ERVIN, Circuit Judge:
Oliver and Isabelle Cheeseman appeal an order of the bankruptcy court denying Mrs. Cheeseman status as a “householder” or “head of a family” as defined by Virginia law, Va.Code § 34-1 (Supp.1980), and thus precluding her from being entitled to the Virginia homestead exemption. Va.Code § 34-4 (Supp.1980). We reverse.
I.
In June 1980, Oliver and Isabelle Cheese-man filed a joint voluntary petition in bankruptcy pursuant to 11 U.S.C. § 301. At the time of the filing, they were married to each other and residing together. They were both gainfully employed and had been so for at least four and one-half years.
Mr. Cheeseman earned $22,773.30 in 1979, and Mrs. Cheeseman made $6,311.79. Both contributed funds to the maintenance of the household.
Mr. and Mrs. Cheeseman each claimed a homestead exemption under Va.Code § 34-4 which included the estimated value of each spouse’s one-half interest in the family residence owned by the Cheesemans as tenants by the entirety.
Section 34 — 4 by its terms is available to every “householder” or “head of a family.”
Section
34-1 defines a householder as “any person, married or unmarried, who maintains a separate residence or living quarters, whether or not others are living with him.”

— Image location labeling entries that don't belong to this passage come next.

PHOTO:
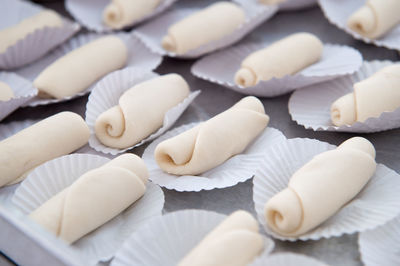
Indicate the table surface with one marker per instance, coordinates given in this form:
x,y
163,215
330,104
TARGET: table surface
x,y
214,99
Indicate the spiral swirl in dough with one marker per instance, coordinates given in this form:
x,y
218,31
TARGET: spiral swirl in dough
x,y
321,187
121,13
95,198
374,19
213,142
213,23
124,125
371,97
234,242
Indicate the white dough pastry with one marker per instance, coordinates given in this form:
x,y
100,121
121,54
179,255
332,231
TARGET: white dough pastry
x,y
95,198
284,57
371,97
50,138
124,125
210,24
121,13
375,18
77,70
6,93
11,35
321,187
234,242
211,143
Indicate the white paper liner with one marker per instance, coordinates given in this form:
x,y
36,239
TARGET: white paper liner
x,y
23,92
167,239
221,67
237,169
89,13
139,57
338,12
153,32
296,4
9,129
381,246
106,94
377,203
6,194
286,259
35,44
310,106
101,244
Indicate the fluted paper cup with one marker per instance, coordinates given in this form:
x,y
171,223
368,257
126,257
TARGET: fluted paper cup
x,y
22,89
221,67
106,94
167,239
153,32
310,107
381,246
237,169
90,13
286,259
101,244
377,203
139,56
338,12
35,44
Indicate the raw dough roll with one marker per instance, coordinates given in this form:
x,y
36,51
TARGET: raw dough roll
x,y
284,57
321,187
124,125
213,23
121,13
52,137
6,93
10,36
371,97
95,198
234,242
271,2
77,70
375,18
213,142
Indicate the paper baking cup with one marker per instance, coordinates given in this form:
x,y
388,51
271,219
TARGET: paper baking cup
x,y
237,169
296,4
382,245
35,44
377,203
90,13
139,57
153,32
6,194
106,94
221,67
338,12
311,106
286,259
167,239
100,245
23,92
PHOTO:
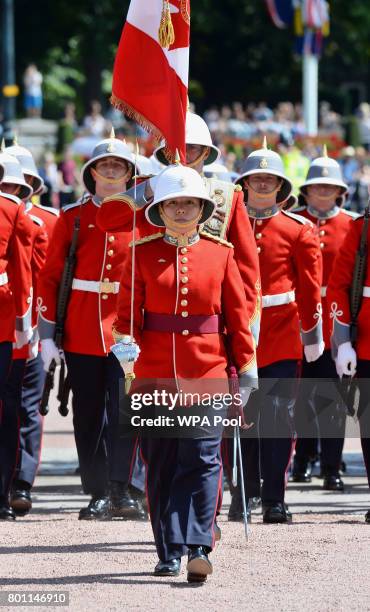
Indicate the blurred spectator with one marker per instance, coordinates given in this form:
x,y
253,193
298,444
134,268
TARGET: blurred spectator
x,y
360,197
51,176
94,124
67,178
364,124
67,127
32,80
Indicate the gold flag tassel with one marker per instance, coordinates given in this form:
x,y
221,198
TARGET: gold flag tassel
x,y
166,33
129,376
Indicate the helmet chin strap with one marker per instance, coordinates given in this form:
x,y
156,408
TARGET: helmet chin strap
x,y
325,198
105,179
180,228
263,196
204,154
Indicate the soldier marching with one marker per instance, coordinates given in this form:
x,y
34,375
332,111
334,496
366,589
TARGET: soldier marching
x,y
285,264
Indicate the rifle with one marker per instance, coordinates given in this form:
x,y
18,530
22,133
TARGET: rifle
x,y
349,388
65,288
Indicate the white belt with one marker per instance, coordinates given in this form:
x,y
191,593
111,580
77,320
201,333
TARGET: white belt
x,y
278,299
3,279
95,286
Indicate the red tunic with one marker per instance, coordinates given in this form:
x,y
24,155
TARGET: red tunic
x,y
331,231
100,255
39,249
338,294
15,264
290,261
48,215
200,279
116,213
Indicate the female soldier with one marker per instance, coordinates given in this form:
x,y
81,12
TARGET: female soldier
x,y
187,288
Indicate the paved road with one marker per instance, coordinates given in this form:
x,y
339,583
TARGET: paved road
x,y
319,563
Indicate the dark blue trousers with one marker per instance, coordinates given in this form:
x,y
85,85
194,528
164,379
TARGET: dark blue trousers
x,y
267,446
31,422
315,420
5,363
9,429
183,486
104,454
363,374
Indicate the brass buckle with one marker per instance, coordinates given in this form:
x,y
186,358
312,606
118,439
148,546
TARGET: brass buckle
x,y
106,287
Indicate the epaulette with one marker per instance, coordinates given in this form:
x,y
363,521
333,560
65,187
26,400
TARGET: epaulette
x,y
11,197
37,220
121,197
216,239
297,218
50,209
147,239
70,206
351,214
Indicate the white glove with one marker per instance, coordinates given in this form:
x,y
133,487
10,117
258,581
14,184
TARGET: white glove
x,y
346,360
49,351
245,394
33,350
126,350
22,338
313,351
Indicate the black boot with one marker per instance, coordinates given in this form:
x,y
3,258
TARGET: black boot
x,y
122,504
332,481
276,512
199,566
20,499
97,510
140,498
6,512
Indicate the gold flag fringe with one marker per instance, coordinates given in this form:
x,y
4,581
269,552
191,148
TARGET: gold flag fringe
x,y
133,114
166,32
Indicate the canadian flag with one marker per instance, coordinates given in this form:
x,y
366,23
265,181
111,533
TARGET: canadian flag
x,y
150,78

The bankruptcy trustee objected to Mrs. Cheeseman claiming a homestead exemption because he contended that she did not qualify as a householder or head of a family under Virginia law. After a hearing, the bankruptcy court agreed that, in light of
In re Thompson,
4 B.R. 823 (E.D.Va.1980), Mrs. Cheeseman was not a householder and denied her the exemption.
II.
The Cheesemans contend that the bankruptcy court erroneously construed section 34-1 to exclude Mrs. Cheeseman. We agree.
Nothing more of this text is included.